Printed Edition ‖‖ No.: 215
Enab Baladi – Aleppo
“I work for nine hours selling bread, despite the recession, the high prices and the lack of resources. What I make is only enough to buy a pack of eggs and some tomatoes.”
The owners of the strolling gigs, which spread in the majority of the city of Aleppo, suffer difficult living conditions due to many obstacles they face, most notably is the huge numbers of people working in this field, in addition to the absence of an authority to determine the numbers and organize their work.
Mohammad Shamoqa, a 40-year-old resident of Bustan AlQaser neighborhood in Aleppo, works as a peddler and sells bread. Even though he works from 11:00 AM to 8:00 PM, he does not make enough money. He told Enab Baladi that “there are no work opportunities available”, considering what he makes on a daily basis, which is about 2 Dollars, is not a fair payoff, as it does not feed his family of 5 people.
The products sold by these peddlers vary between fruits and vegetables and other consumable products that people need on a daily basis.
Abu Saleh, a 62-year-old, who lives in Bustan AlQaser neighborhood, moves his wagon along a completely destroyed building in the neighborhood, and sells fruits and vegetables. He told Enab Baladi “I worked as a peddler before the revolution, as I could not afford a shop to sell my products”, he added, “I am still incapable of affording one in the light of the rising prices and the overcrowded population in the neighborhood.”
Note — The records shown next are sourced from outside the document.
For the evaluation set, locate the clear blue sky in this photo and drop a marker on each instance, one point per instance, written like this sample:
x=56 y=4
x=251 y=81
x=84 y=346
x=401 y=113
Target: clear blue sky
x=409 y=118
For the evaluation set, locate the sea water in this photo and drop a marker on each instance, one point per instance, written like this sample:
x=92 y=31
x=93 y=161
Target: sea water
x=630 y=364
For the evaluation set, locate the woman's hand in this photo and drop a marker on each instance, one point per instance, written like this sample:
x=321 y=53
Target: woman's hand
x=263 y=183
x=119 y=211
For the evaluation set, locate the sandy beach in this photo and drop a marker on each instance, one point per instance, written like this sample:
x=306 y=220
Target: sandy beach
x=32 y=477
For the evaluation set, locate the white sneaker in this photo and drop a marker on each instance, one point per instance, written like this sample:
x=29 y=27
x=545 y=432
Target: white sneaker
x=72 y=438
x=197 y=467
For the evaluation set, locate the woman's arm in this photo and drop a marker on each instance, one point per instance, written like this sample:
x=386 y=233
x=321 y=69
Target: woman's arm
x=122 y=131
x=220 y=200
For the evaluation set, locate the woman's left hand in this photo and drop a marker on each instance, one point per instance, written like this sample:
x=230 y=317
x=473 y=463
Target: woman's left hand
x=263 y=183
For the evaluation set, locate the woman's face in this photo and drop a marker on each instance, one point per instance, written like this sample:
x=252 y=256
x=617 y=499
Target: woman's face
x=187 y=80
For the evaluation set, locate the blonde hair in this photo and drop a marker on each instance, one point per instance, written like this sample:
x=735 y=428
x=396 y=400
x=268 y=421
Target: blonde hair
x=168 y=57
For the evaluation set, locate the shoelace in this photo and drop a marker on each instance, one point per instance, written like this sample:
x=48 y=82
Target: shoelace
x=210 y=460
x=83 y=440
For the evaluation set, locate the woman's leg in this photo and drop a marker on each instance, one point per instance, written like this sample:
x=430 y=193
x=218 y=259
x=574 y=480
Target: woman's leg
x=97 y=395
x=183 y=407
Abu Saleh gets off to work at 7:00 AM till midnight. He attributes the rising prices in part to “the recession especially after the workshops and factories have closed”, pointing to the fact that the expensive prices of vegetables are due to the high costs of transferring it to neighborhoods.
Residents tend to buy of gigs
According to Mohammad Nour, who lives in the Eastern neighborhood of Al Ansari, residents of Bustan AlQasar, Shaar and adjacent neighborhoods tend to buy their needs of the strolling gigs. He told Enab Baladi that he purchases his needs of the gigs that pass by in front of his house “because they are cheaper than the shops.”
Abu Wael, who lives in the same neighborhood, purchases his needs of the gigs “because they are cheaper, yet of a less quality”, saying that “I have to cut off my expenses as much as I can due to the difficult conditions that I am going through.”
The gigs go around with no organization or control in the liberated neighborhoods of Aleppo. Breeta ALHaji Hasa, the chief of local council of Aleppo city, explains to Enab Baladi that the council does not have the workforce to organize or numerate the peddlers.
Haji Hasan refers to the fact that the council is currently working with only 5% of his workforce on both administrative and technical levels. He points that the geographic area covered used to include 20 thousands employee and their number has recently decreased to 589.
The economic situation in Aleppo was negatively affected due to the repeated targets by the regime’s forces to the liberated areas, which led to the displacement of the majority of the residents, leaving their neighborhoods behind. All people interviewed by Enab Baladi attribute the reasons to the difficulty of getting food to these neighborhoods and the lack of work opportunities which moved people from the middle class category before the revolution to a poor one after it, as they described it.